Una acotación que encontramos en uno de los poemas más estremecedores del libro dice: “Sí, robo versos, porque soy hermético, ladrón, mentiroso…”. En efecto, en él son reconocibles las múltiples citas (digámoslo así, rápido y sin recurrir a las casi infinitas modulaciones académicas de la intertextualidad) a Homero, Dante, San Juan de la Cruz, Jorge Luis Borges, Robert Graves, Giorgio Colli, Lorenzo García Vega y un largo etcétera, a pesar de que muchas veces están mediadas por una voluntad paródica de resignificación. Sin embargo, la densidad de esa trama dialógica no va en detrimento de la singularidad de tu voz poética, sino más bien al contrario. ¿Qué tienes que decir al respecto?

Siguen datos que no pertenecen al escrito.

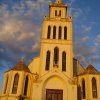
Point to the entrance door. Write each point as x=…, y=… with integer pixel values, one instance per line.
x=54, y=94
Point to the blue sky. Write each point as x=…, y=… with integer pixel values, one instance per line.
x=20, y=30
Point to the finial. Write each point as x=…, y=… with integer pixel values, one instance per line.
x=58, y=1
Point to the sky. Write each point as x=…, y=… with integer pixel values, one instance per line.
x=21, y=25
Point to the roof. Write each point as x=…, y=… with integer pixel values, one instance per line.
x=21, y=66
x=90, y=70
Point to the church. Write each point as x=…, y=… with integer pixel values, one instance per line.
x=54, y=74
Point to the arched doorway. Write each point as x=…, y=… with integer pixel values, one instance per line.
x=55, y=88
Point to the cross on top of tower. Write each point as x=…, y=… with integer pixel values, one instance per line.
x=58, y=1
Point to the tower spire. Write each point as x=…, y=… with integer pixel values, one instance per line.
x=58, y=1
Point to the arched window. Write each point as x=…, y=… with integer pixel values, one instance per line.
x=60, y=32
x=47, y=60
x=55, y=12
x=56, y=56
x=26, y=85
x=83, y=89
x=94, y=88
x=65, y=32
x=49, y=32
x=5, y=86
x=54, y=32
x=64, y=61
x=15, y=84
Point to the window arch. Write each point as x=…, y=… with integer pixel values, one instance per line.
x=26, y=85
x=47, y=60
x=54, y=32
x=49, y=32
x=65, y=32
x=60, y=32
x=6, y=83
x=64, y=61
x=83, y=89
x=15, y=84
x=94, y=88
x=56, y=55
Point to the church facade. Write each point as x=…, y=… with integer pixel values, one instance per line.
x=55, y=74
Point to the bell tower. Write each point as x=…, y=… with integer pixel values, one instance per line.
x=56, y=44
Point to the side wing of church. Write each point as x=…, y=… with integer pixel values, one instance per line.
x=54, y=75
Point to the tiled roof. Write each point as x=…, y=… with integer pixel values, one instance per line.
x=21, y=67
x=90, y=70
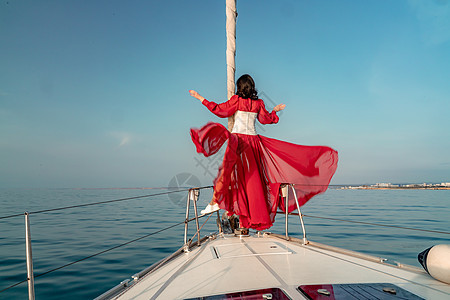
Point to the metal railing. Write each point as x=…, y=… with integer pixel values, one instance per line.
x=192, y=197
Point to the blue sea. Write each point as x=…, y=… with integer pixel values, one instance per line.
x=62, y=237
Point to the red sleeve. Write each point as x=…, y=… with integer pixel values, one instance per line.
x=264, y=117
x=222, y=110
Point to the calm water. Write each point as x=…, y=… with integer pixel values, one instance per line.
x=64, y=236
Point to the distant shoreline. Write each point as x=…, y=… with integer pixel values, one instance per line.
x=393, y=188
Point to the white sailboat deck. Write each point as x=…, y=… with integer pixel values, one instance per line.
x=228, y=264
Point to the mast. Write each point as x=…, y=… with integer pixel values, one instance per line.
x=231, y=52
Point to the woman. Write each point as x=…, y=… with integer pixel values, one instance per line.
x=255, y=166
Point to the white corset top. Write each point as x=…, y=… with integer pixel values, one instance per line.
x=244, y=122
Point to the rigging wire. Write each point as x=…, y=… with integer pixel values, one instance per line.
x=96, y=203
x=376, y=224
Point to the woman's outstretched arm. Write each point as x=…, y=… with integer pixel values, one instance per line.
x=222, y=110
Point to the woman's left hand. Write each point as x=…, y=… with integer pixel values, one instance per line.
x=279, y=107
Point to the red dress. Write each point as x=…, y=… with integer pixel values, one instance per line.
x=254, y=166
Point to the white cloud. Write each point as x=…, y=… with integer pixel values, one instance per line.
x=434, y=20
x=123, y=138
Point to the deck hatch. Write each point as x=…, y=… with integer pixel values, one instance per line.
x=271, y=293
x=356, y=291
x=242, y=250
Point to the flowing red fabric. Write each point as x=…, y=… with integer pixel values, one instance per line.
x=254, y=167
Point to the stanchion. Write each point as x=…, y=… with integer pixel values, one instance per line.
x=30, y=276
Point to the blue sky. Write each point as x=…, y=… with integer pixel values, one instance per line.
x=94, y=93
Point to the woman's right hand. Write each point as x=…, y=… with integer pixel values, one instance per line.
x=279, y=107
x=196, y=95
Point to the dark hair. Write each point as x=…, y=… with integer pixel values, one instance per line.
x=245, y=87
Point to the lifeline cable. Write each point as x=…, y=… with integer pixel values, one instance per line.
x=93, y=255
x=96, y=203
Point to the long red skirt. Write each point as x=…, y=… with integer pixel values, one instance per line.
x=254, y=167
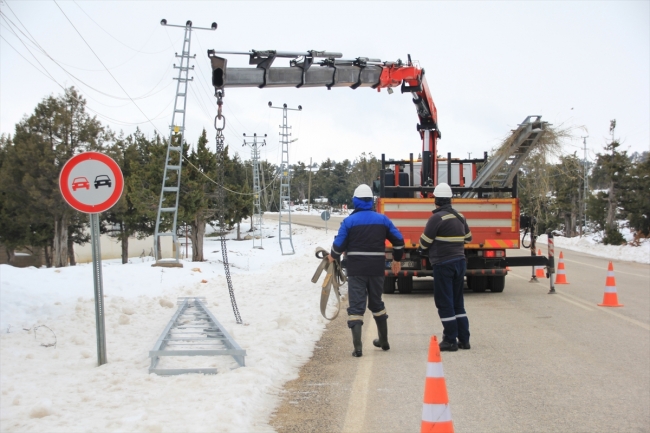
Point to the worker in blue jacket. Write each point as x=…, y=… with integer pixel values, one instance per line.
x=362, y=237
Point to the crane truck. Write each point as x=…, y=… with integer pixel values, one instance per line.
x=487, y=196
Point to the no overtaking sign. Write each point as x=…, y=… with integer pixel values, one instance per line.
x=91, y=182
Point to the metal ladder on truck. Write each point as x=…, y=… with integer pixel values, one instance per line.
x=500, y=171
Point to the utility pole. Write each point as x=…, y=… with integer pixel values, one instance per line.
x=257, y=208
x=171, y=185
x=585, y=183
x=285, y=176
x=309, y=189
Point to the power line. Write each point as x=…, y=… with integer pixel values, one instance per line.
x=129, y=47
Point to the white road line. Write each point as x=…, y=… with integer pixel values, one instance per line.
x=580, y=303
x=608, y=310
x=356, y=413
x=605, y=270
x=575, y=303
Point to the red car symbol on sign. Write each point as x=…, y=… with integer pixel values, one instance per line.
x=80, y=182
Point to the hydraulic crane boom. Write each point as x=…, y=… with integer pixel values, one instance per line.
x=327, y=69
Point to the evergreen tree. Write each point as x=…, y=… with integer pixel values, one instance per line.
x=197, y=200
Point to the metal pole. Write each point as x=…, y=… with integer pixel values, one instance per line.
x=99, y=290
x=309, y=189
x=551, y=262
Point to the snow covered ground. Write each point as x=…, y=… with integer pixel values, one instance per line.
x=589, y=244
x=60, y=389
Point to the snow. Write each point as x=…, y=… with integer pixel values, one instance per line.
x=61, y=389
x=49, y=378
x=591, y=244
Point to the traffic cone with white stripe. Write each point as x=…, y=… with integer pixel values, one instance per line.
x=436, y=416
x=610, y=299
x=561, y=275
x=539, y=270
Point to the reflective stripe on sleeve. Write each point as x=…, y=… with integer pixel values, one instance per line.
x=436, y=413
x=364, y=253
x=451, y=238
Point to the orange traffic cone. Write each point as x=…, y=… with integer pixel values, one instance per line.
x=561, y=275
x=436, y=416
x=610, y=299
x=539, y=270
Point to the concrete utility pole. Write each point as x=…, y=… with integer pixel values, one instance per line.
x=257, y=208
x=585, y=183
x=285, y=176
x=309, y=189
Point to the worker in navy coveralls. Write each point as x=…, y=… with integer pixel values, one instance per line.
x=445, y=236
x=362, y=236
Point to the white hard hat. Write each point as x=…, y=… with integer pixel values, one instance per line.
x=363, y=191
x=443, y=191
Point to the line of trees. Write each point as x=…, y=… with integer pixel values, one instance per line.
x=34, y=215
x=618, y=189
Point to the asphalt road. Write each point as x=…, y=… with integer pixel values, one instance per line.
x=538, y=363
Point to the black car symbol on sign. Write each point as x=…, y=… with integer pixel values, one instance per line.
x=102, y=179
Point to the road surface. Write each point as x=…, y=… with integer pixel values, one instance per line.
x=538, y=363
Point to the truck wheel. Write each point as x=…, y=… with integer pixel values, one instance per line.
x=405, y=284
x=497, y=284
x=389, y=285
x=477, y=283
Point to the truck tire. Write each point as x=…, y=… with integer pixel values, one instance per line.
x=477, y=283
x=389, y=285
x=405, y=284
x=497, y=284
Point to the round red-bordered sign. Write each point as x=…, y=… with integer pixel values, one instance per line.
x=91, y=182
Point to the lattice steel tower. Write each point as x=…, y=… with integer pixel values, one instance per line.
x=285, y=178
x=257, y=208
x=171, y=184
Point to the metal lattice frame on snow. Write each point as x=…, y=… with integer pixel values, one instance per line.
x=201, y=335
x=257, y=207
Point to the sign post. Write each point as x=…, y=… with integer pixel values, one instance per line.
x=92, y=182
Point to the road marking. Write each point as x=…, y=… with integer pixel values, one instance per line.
x=601, y=268
x=356, y=413
x=574, y=303
x=581, y=303
x=613, y=313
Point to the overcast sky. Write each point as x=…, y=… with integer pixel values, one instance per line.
x=488, y=65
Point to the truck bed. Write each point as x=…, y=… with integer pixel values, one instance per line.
x=494, y=222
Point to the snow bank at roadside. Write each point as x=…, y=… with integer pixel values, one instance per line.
x=589, y=245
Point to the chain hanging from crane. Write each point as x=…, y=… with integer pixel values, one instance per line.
x=221, y=195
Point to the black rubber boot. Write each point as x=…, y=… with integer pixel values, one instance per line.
x=356, y=339
x=382, y=331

Es que veo, pienso, siento así, todo el tiempo. Me gusta cuando Piglia insiste en que la literatura es más intensa que la llamada realidad. Está poseída por el deseo agónico de decirlo, sentirlo, relacionarlo todo, como en los sueños, con la imagen, sin necesidad siquiera de verbalizar. Ya Paz notaba ese imposible para la literatura. Y por eso Valéry acotaba que “las regiones de la más alta serenidad están necesariamente desiertas”. Baudelaire, Rimbaud, Martí, Darío, extreman las correspondencias. En fin. Hermes es el daimon de las fronteras, el mediador, el dios ambivalente, daimónico, entre este y el otro mundo. Hermecate, es la unión de Hermes con la diosa blanca, Hécate. Es el chamán, es el poeta, el andrógino primordial. Ya Sor Juana escribía que las almas no tienen sexo. O lo tienen en demasía, todo o nada a la vez. Si todo es hermético, ambivalente, daimónico, pues la escritura debe sentir, saber eso, ser eso. Aunque fracase.